En las
antiguas Grecia y Roma,
estaba extendida la creencia en la magia. Existía, sin embargo, una clara
distinción entre distintos tipos de magia según su intención. La magia benéfica
a menudo se realizaba públicamente, era considerada necesaria e incluso
existían funcionarios estatales, como los augures romanos,
encargados de esta actividad. En cambio, la magia realizada con fines maléficos
era perseguida.[Se atribuía
generalmente la magia maléfica a hechiceras (en latín maleficae), de las
que hay numerosas menciones en numerosos autores clásicos.
Según
los textos clásicos, se creía de estas hechiceras que tenían la capacidad de
transformarse en animales, que podían volar de noche y que practicaban la magia
tanto en provecho propio como por encargo de terceras personas.
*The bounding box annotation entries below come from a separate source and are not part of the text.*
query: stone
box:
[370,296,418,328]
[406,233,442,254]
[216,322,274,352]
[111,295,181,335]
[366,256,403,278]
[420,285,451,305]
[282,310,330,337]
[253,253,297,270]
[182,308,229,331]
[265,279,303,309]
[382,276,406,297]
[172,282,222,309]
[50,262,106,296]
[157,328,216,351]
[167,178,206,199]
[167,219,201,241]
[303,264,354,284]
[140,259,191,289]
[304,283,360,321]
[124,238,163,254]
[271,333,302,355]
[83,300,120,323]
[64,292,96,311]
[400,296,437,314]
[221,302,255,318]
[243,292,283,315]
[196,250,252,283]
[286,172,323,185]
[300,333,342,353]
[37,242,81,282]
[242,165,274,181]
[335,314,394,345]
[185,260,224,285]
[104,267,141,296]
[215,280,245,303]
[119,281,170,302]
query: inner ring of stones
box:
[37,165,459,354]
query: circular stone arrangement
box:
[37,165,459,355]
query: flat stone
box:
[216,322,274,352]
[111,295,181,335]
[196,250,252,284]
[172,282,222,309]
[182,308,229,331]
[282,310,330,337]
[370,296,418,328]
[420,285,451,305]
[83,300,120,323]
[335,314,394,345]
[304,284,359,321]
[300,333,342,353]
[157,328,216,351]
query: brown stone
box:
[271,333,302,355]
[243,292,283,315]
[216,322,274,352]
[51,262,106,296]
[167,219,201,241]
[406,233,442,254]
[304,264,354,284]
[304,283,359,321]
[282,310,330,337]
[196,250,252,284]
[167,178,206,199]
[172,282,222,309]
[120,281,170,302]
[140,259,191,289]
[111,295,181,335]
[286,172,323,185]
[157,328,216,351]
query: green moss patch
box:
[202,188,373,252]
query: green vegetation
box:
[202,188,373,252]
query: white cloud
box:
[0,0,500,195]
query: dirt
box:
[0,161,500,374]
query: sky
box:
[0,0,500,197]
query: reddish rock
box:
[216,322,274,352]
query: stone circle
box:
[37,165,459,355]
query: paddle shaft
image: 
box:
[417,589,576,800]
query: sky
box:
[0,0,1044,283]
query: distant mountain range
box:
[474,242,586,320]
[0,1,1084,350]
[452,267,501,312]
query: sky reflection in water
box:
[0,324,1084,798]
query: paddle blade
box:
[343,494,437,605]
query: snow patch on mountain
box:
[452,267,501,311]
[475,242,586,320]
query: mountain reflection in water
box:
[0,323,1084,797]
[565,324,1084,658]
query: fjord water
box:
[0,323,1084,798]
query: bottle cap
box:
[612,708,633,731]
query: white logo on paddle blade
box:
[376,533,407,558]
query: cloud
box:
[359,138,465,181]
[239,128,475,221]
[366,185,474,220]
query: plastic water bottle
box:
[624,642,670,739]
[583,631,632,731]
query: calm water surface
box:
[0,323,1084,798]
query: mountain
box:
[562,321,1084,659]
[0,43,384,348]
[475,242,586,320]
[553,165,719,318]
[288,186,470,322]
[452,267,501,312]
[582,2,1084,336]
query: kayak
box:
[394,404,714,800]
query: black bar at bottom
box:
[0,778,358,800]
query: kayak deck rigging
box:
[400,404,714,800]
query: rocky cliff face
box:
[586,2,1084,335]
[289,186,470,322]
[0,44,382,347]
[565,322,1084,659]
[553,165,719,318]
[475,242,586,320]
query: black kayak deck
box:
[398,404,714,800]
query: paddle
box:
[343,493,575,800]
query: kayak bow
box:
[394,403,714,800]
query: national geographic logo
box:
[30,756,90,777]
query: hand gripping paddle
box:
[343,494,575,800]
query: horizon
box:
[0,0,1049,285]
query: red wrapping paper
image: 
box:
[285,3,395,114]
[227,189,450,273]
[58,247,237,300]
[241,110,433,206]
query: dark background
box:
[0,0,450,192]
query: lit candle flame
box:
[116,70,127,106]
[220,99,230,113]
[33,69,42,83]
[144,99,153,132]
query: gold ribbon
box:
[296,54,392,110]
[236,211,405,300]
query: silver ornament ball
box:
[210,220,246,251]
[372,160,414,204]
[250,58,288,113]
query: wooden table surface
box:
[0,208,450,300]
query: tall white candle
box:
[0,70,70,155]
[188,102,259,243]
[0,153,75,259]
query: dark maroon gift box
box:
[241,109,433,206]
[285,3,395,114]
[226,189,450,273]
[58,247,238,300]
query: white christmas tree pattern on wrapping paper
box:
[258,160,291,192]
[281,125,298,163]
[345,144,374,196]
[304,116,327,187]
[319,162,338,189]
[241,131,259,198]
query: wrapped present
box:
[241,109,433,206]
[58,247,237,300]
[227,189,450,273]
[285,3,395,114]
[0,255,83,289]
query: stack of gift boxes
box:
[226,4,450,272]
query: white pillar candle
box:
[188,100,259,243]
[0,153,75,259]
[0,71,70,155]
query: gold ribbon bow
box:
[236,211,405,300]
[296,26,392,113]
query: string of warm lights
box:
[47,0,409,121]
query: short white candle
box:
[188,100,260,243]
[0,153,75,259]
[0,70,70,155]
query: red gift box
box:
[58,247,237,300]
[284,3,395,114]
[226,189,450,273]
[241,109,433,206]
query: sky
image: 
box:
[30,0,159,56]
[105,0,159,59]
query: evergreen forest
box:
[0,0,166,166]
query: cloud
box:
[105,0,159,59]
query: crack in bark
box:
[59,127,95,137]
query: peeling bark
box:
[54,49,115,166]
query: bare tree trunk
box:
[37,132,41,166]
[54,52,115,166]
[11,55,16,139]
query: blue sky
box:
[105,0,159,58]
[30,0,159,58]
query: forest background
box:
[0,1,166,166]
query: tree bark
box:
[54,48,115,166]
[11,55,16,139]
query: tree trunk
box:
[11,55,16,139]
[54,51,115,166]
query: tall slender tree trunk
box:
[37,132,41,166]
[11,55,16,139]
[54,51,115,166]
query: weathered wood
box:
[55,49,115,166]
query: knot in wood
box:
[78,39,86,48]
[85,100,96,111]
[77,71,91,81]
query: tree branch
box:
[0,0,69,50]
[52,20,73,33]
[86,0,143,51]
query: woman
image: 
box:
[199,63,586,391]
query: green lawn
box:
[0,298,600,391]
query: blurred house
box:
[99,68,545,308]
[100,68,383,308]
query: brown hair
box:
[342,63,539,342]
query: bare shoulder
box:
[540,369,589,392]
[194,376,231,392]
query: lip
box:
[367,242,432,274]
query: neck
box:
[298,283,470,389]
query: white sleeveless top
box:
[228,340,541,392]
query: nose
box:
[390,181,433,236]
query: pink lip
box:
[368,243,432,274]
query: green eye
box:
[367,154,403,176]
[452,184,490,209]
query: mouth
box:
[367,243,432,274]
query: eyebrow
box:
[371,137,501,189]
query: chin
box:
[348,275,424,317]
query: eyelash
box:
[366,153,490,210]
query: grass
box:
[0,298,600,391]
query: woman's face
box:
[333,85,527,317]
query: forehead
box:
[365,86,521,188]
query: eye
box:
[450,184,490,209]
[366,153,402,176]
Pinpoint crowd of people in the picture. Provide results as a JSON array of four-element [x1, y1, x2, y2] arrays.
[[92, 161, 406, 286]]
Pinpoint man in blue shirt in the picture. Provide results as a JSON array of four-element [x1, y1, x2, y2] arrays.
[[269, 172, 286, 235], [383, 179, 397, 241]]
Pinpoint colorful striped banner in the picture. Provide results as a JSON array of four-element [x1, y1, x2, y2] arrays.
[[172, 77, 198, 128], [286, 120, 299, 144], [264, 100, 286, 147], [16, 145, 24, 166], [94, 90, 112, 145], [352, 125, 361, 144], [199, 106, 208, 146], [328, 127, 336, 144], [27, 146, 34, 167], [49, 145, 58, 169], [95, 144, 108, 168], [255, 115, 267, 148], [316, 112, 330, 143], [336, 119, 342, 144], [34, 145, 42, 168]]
Se dedicaban
preferentemente a la magia erótica, aunque también eran capaces de provocar daños tales
como enfermedades
o tempestades.
Se reunían de noche, y consideraban como sus protectoras e invocaban en sus
conjuros a diosas como Hécate, Selene, Diana entre otras deidades.
Probablemente
las brujas más conocidas de la literatura clásica son dos personajes mitológicos, Circe y Medea. Las habilidades
mágicas de ambas residen sobre todo en su dominio de las pócimas o filtros
mágicos (phármakon, en griego).
Medea,
que se presenta a sí misma como adoradora de Hécate,
se convirtió en el arquetipo de la hechicería en las literaturas griega y
romana. Hay menciones de brujas en las obras de Teócrito,
Horacio,
Ovidio,
Apuleyo,
Lucano
y Petronio,
entre muchos otros. Estos autores hacen especialmente referencia a brujas que
realizan magia de tipo erótico.
Relacionada
con la creencia grecorromana en las brujas está la figura de la estirge,
un animal nocturno que es mitad pájaro mitad ser humano que se alimenta de
sangre (y que resulta también un precedente de la moderna figura del vampiro).
Los
escritores antiguos fueron a menudo escépticos acerca de las presuntas
facultades de las brujas.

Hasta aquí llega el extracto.